Now the 3,400 figure has heightened those concerns. Although that number represents a tiny fraction of the state’s nearly 6 million registered voters, control of the state House and Senate could come down to a handful of very tight races.

More broadly, Democrats say the administration’s shifting accounts cast doubt on the intentions and competence of Youngkin, who won the governorship two years ago promising to bring “election integrity” and business-world management savvy to state government.

“I’ve been calling it weaponized incompetence,” Aaron Mukerjee, voter protection director for the Democratic Party of Virginia, said on Sunday. “First they said it was not a problem at all. Then they said it was a small, very contained problem. And now we’ve learned it’s a massive problem. I think it goes to the point that this administration can’t be trusted with the voting rights of Virginians.”

Youngkin spokeswoman Macaulay Porter directed questions to the Elections Department, which said in its news release that it “worked diligently [with State Police] to review and check each canceled record to ensure all impacted voters are reinstated.”

Lyn McDermid, Youngkin’s secretary of administration, defended the governor’s intentions in a letter sent last week to Mary Bauer, executive director of the American Civil Liberties Union of Virginia, which had sought information about the voter removals.

“Governor Youngkin believes that every eligible Virginian should exercise his or her right to vote,” McDermid wrote, adding that the governor was “deeply concerned” about the errant removals, according to a copy of the letter posted by VPM.

Youngkin has asked the state’s inspector general to investigate the removals — as well as the administration’s “preliminary findings” that an unknown number of people who’d had their rights restored may have been allowed to stay on the rolls in the past after subsequent felony convictions, the letter said.

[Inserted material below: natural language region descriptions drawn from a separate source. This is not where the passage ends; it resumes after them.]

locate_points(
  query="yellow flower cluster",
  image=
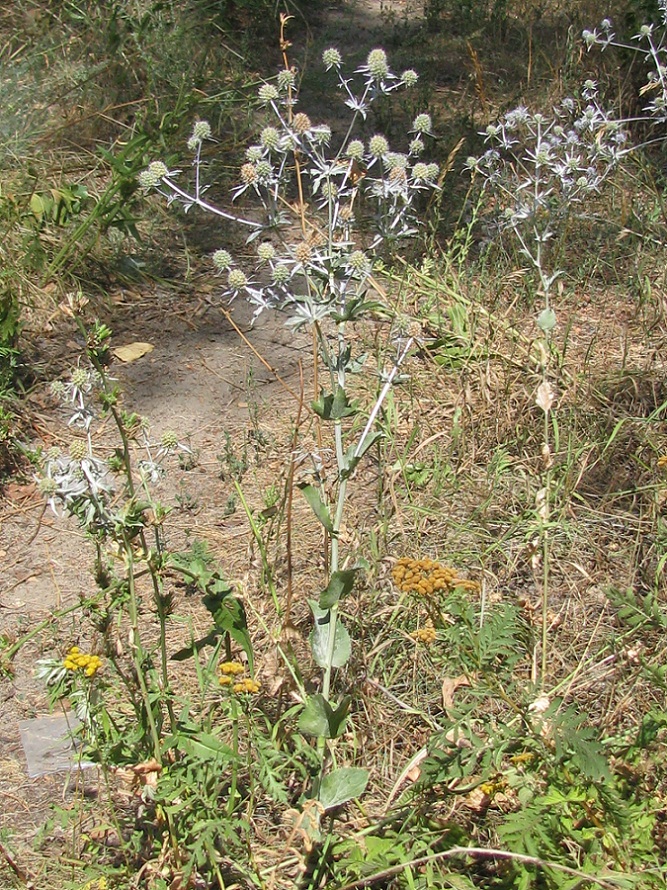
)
(76, 660)
(427, 577)
(231, 669)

Virginia is one of a handful of states that limits voting access after a felony conviction. The commonwealth permanently disenfranchises those guilty of violent or nonviolent felonies unless the governor restores their civil rights.

Youngkin’s three immediate predecessors — one Republican, two Democrats — took steps to automatically restore rights in at least some cases once their sentences were complete. Youngkin has reverted to a stricter policy requiring each person to file an application that the administration considers on a case-by-case basis, with no publicly disclosed criteria.

Youngkin’s Elections Department announced late last year it had discovered 10,588 people on the state’s voter rolls who were ineligible to vote because of felony convictions. At the time, elections officials said they’d uncovered a flaw in the state’s aging elections software — one that allowed people who’d committed a felony, had their voting rights restored and then committed a subsequent felony to remain on the rolls.

The original software code, written under a previous administration, did not account for the possibility that voters who regain their voting rights might later be convicted of a new felony, Youngkin administration officials said. Once the code was updated, however, the system failed to distinguish between probation violations committed by restored voters and entirely new felonies.

Youngkin’s elections team has drawn scrutiny for other problems, including major backlogs in processing “motor voter” registrations in October 2022, just ahead of midterm congressional races. The Elections Department belatedly sent two batches of “motor voter” registration applications to local registrars for last-minute processing — 107,000 in the first batch, 149,000 in the second. The department blamed computer problems with the state’s long-troubled voter registration system, which is known as VERIS and dates to about 2007.

In May, Youngkin pulled Virginia out of the Electronic Registration Information Center (ERIC), a data-sharing group that red and blue states alike relied on for the past decade to keep voter rolls updated before election deniers made it the focus of criticism. Virginia had been a founding member of the group under Republican Gov. Robert F. McDonnell.